Empecé alojándome en un bloque de pisos en el que yo era la única extranjera. El contrato se hizo de palabra y con una hiperinflación del 2.500% llegó un momento en que resultó imposible costearlo. Entonces solicité un cuartito en un edificio de la agencia cubana de noticias que alojaba a la mayoría de los periodistas. Era un edificio enrejado y controlado absolutamente por la KGB. En ese ambiente tan hostil se crea una complicidad muy gratificante entre gente que está haciendo el mismo trabajo. La relación con los colegas españoles era muy intensa. No había internet y la información a veces no era fiable. Fue muy importante poder contrastarla entre nosotros. Y a falta de bares u otras zonas de ocio, solíamos reunirnos en alguno de estos apartamentos.
¿Conociste a Putin?
No llegué a conocerle. Putin se ganó la confianza de la población rusa porque representaba el orden y el mando frente al caos de los últimos años de Boris Yeltsin, cuyas crónicas resaltaban más por sus desparrames con el alcohol que por sus decisiones o actos políticos. En ese delirio de los años 90, Rusia era como el Chicago de los años treinta. Había muertos por las calles, pero al menos había libertad de prensa, ahora no. Nadie pensó que los excesos de Putin, su soberbia o su sentimiento de humillación llevasen a este punto. Es dictador, megalómano, paranoico. Todo esto merece una seria reflexión porque, históricamente, perdimos la oportunidad de hacer de Europa un lugar libre de esta amenaza.
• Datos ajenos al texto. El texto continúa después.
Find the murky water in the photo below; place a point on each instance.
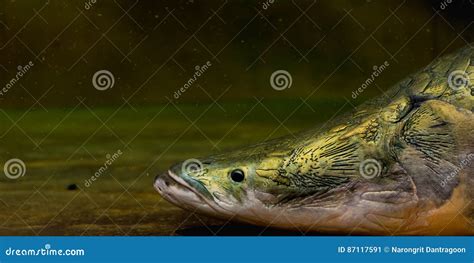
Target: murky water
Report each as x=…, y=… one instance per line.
x=63, y=149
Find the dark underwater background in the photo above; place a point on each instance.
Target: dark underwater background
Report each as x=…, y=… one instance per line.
x=62, y=125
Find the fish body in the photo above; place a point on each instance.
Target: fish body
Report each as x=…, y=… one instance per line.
x=401, y=164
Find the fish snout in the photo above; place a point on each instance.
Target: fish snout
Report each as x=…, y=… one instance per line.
x=162, y=182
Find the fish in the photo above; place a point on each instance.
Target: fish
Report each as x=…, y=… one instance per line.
x=399, y=164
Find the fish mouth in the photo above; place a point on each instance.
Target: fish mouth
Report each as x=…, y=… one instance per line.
x=185, y=192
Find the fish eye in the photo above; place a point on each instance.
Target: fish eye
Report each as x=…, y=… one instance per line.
x=237, y=175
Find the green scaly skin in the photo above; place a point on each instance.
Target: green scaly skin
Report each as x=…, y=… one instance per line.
x=400, y=164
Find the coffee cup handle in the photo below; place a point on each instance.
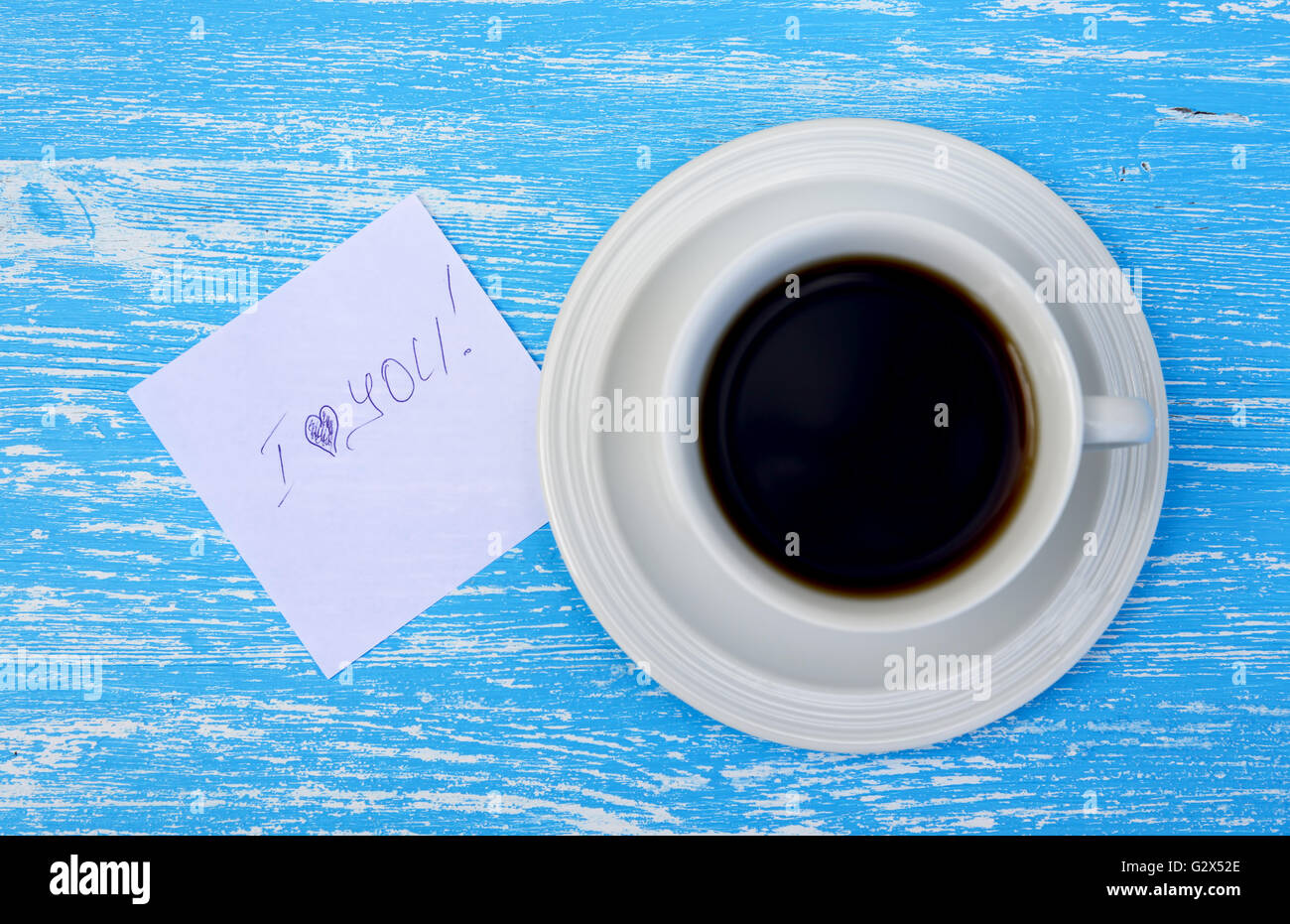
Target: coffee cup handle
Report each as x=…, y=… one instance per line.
x=1109, y=422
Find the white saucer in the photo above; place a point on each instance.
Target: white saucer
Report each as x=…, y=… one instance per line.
x=615, y=512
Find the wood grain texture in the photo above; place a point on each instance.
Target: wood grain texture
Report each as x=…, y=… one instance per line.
x=130, y=140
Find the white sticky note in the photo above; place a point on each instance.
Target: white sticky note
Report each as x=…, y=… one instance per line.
x=366, y=437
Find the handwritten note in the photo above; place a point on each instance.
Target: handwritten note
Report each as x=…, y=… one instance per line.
x=365, y=437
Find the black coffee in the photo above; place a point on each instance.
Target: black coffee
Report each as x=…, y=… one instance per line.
x=869, y=431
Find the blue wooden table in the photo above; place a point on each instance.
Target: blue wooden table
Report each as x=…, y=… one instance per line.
x=244, y=138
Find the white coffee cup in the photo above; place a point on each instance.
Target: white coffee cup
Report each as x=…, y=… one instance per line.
x=1065, y=424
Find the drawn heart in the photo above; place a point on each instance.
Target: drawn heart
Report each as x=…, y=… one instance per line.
x=321, y=429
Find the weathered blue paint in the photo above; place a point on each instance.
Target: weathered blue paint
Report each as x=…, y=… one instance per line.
x=132, y=140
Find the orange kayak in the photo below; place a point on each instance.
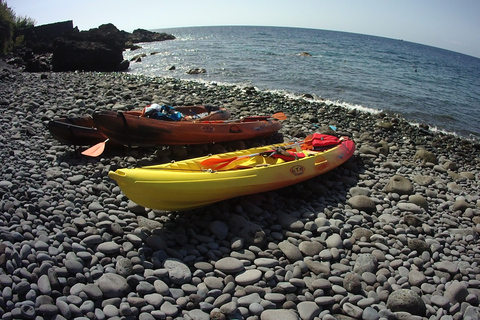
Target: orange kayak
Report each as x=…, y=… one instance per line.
x=82, y=131
x=132, y=130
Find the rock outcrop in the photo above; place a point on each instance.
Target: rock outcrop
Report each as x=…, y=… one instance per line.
x=62, y=47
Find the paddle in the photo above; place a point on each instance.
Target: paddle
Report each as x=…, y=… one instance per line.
x=224, y=162
x=279, y=116
x=96, y=150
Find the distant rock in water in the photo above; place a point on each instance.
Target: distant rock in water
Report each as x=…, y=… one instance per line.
x=98, y=49
x=197, y=71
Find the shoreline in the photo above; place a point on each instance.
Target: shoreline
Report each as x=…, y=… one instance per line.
x=392, y=233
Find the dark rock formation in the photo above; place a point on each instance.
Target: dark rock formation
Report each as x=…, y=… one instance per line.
x=61, y=47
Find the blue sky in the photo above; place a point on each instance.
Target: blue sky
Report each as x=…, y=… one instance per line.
x=452, y=25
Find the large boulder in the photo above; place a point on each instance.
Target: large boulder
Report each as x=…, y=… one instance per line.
x=97, y=49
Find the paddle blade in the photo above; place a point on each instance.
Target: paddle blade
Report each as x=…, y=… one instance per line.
x=214, y=161
x=280, y=116
x=96, y=150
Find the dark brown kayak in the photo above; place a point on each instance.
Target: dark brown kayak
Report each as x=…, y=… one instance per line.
x=81, y=131
x=78, y=131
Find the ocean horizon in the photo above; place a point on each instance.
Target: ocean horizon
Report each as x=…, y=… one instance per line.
x=423, y=84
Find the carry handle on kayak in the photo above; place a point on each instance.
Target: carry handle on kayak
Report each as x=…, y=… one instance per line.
x=223, y=162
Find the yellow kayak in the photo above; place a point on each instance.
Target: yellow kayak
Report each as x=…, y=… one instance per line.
x=197, y=182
¿Mantienes contacto con Rusia?
Mi gran amigo y traductor Yuri sigue allí. A sus 65 años observa incrédulo esta situación porque creía haberlo vivido todo. Rusos y ucranianos desean una vida en paz, tranquila, como cualquier otro pueblo. Prosperar y vivir feliz. No esperaban que finalmente se consumara la invasión. Sigo amando a Rusia, a pesar de Putin.
¿Qué sientes ahora al observar la misma debacle, sirenas, refugios, huida, llantos y tiranía?
Moscú me dio un doctorado de vida exprés, me enseñó, sobre todo, que en la adversidad aflora lo más sublime del ser humano, pero también lo más abyecto. Me duele porque el que pierde es siempre el pueblo.